[Written around 2004.]
People who are not fully enlightened have sex because they are on a misplaced search for the nurturance that only deep emotional healing provides. They may dress their motives for sex with societally acceptable terms such as “pleasure” and “biological drive” and “experimentation” and “need for release” and “love of intimacy” and even “recreation” and “physical exercise,” but no one who ventures deeply below the emotional surface is fooled long by these façades. Healing is the deepest human hope, and in sex we cannot help but fantasize its possibility.
But sex doesn’t heal anyone. Sex lacks the boundaries necessary for healing, and instead breeds the volatile and dangerous defense of projection. People project the potential healer onto their partners, who in turn project the same onto them. This may work for a time, but ultimately it causes more damage than it undoes. Sex is like tofu: it soaks up the flavor of whatever you cook it in. And if you cook with toxic ingredients, which everyone has percolating in their beings until you fully resolve your unconscious traumas of childhood, you’ll end up in a toxic stew of anti-healing.
A rare few – and no one I’ve ever heard of or met – are ready to fully handle the emotional side of sex. As the saying goes, “sex is simple, you’re not.” As long as people hold onto fantasies about who they are, and primarily who their parents are, they’re going to unconsciously want their partner to rescue them, and this can never happen. People must heal from within, and sex, even masturbation with the mildest of fantasies, is attempting healing from without.
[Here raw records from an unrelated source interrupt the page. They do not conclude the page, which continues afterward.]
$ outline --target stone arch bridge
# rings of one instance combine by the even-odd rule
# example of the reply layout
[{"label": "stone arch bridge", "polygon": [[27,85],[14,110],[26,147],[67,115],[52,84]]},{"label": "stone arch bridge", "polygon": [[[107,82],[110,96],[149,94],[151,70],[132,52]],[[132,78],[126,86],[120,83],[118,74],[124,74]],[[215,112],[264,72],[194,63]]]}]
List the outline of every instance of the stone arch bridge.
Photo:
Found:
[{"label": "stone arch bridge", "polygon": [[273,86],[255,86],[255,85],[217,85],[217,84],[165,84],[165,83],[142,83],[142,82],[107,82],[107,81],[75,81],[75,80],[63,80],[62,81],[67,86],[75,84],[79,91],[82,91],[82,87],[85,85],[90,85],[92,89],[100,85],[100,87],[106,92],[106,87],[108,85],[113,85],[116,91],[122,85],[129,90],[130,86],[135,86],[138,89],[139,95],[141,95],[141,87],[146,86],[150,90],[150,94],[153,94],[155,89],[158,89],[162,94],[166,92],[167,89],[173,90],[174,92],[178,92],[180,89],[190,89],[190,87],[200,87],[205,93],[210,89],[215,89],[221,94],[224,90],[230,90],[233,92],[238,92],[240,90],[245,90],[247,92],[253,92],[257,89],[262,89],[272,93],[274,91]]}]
So what then should people do with their sex drives? The only answer is that people must heal at their deepest core levels. They must become enlightened, through and through. Until they do they will have no choice but to act out through sex – act out unconscious childhood dramas of every variety. Their other option is to repress their sex drive, but this is equally as dangerous as acting out, because repressed drives act themselves out in other destructive ways.
But healing is hell. It’s much easier to act out – at least for a time. But acting out always catches up with the actor. Acting out is nothing more than a replication of unhealed childhood traumas – and a step toward death. Healing on the other hand expresses life. It is painful, it is heart-wrenching, and it is full of doubt. It is lonely, it is solitary, and it is tormenting. But it is honest. And it leads in the right direction. Although you have to sleep alone at night, at least you open the doors to the potential of having a real relationship with yourself.